DC pension schemes will soon be able to access a new fund structure — the Reserved Investor Fund, or RIF — designed to facilitate investment into illiquid assets such as UK property and social infrastructure.
The UK government has laid out secondary legislation in Parliament, confirming the tax treatment of this new fund structure. Managers able to launch this onshore funds from 19 March this year, the date this legislation comes into force.
This RIF structure was devised by lawyer Melville Rodrigues. It will enables a wide range of investors, including UK and other pension schemes, to invest simply and cheaply in illiquid assets, such as UK real estate.
The structure is designed with commercial property, housing, social infrastructure, and other essential assets in mind – and it is flexible (including with quarterly redemptions) enough to enable a wide range of institutional investors to allocate to it.
RIFs offer a speedy, flexible and competitive TER (total expense ratio) compared with existing structures – not least because they have a lighter regulatory regime.

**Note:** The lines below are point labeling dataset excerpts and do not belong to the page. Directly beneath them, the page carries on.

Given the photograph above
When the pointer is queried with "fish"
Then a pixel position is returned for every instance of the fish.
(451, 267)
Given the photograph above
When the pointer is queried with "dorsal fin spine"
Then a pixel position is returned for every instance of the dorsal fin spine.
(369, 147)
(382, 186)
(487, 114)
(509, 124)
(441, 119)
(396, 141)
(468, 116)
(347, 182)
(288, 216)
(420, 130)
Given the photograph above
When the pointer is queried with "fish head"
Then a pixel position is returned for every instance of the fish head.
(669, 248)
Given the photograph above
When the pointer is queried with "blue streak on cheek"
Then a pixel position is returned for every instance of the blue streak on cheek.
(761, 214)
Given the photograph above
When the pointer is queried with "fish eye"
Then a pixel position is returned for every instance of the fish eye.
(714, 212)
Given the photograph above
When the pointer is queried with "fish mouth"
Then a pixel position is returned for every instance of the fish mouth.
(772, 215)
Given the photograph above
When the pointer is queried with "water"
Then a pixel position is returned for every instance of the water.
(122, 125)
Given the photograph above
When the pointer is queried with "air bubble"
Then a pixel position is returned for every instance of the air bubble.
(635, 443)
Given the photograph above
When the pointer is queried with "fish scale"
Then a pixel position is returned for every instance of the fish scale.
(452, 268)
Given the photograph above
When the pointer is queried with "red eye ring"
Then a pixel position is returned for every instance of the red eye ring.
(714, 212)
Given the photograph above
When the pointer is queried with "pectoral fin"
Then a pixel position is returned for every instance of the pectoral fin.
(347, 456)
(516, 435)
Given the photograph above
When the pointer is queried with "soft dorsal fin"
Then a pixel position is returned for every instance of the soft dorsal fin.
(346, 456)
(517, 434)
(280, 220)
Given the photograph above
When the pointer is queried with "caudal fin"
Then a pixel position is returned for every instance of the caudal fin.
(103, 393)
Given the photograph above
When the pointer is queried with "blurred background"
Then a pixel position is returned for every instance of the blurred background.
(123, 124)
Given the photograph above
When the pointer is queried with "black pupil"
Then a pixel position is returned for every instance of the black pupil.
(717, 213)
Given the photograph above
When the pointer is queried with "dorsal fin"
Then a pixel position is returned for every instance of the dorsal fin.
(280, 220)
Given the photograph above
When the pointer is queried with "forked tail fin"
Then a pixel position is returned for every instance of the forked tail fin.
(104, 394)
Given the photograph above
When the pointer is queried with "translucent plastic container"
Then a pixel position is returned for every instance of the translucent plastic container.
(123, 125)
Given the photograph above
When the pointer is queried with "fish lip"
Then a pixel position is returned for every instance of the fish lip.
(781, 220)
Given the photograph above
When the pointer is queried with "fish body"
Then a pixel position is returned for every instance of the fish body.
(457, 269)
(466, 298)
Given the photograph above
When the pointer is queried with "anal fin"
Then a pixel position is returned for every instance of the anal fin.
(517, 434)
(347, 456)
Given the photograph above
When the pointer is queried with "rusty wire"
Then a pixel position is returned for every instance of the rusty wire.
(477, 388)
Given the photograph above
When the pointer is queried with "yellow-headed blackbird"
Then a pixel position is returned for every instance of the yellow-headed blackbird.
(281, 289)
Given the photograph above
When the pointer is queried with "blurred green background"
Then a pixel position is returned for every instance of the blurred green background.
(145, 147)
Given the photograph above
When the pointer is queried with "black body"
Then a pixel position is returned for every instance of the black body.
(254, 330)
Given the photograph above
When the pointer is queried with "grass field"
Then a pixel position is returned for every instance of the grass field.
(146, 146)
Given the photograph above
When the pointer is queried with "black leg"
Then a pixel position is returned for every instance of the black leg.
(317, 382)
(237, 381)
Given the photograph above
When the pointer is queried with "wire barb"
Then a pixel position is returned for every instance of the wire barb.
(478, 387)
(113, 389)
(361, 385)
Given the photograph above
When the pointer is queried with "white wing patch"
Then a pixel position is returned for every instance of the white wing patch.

It is also claimed that these will be tax-efficient structures, enabling more real estate funds to be based in the UK rather than domiciled offshore. These RIFs will be transparent for income-tax purposes and should be able to operate as opaque for chargeable gains purposes. Purchases of RIF units are exempt from stamp duty taxes.
Abrdn Global Head of Real Estate, and Chair of the Association of Real Estate Funds Anne Breen, says: “As a nation we have acute social and economic challenges – and what they have in common is a need for meaningful investment. This news will unlock some of that investment, making it easier for organisations like DC pensions to direct their savers’ money into deserving and financially viable opportunities, bringing benefits to all parties.”
Melville Rodrigues, head of real assets advisory at Apex Group and a member of the AREF Public Policy Committee: “The RIF will be a conduit to attract capital and facilitate growth – the number one mission of the UK government.
“This new fund can act as a valuable new economic catalyst by creating jobs, accelerating the development of our nation’s infrastructure, facilitating the regeneration of our town centres and furthering sustainability strategies. I am very grateful for the officials’ constructive engagement with, and widespread industry support for, the RIF proposal. It is exciting to see several fund managers, large and small, warming up for RIF launches.”
The Association of Real Estate funds CEO Paul Richard says: “Fund managers and their underlying clients tell us they want more options to invest in UK property – from hotels to housing – and they’d like to do it without having to go offshore. The RIF gives them that option, and we’re not surprised to see many of our fund manager members planning RIFs in future or eyeing the opportunity closely. This is a big moment for the UK funds industry.”
The Association of British Insurers assistant director, head of taxation Dan Gallon adds: “The launch of the new Reserved Investor Fund structure is a welcome step for the UK, and will help the long-term savings sector as investors. The availability of UK based funds which provide commercial and regulatory flexibility, while being internationally competitive, is crucial for a strong UK Financial Services sector.”
British Property Federation assistant director Rachel Kelly adds: “Long-term capital from large scale investors like funds and pension schemes is a key source of investment into UK commercial property and large-scale residential property. That investment will be crucial in delivering on a number of the Government’s key priorities – notably their commitment to economic growth and delivering 1.5 million homes. “Providing more choice of UK-based funds that can suit a variety of different investors’ needs will be an important part of the solution to channelling this much needed capital into the UK – and to that end, we welcome the Reserved Investor Fund.”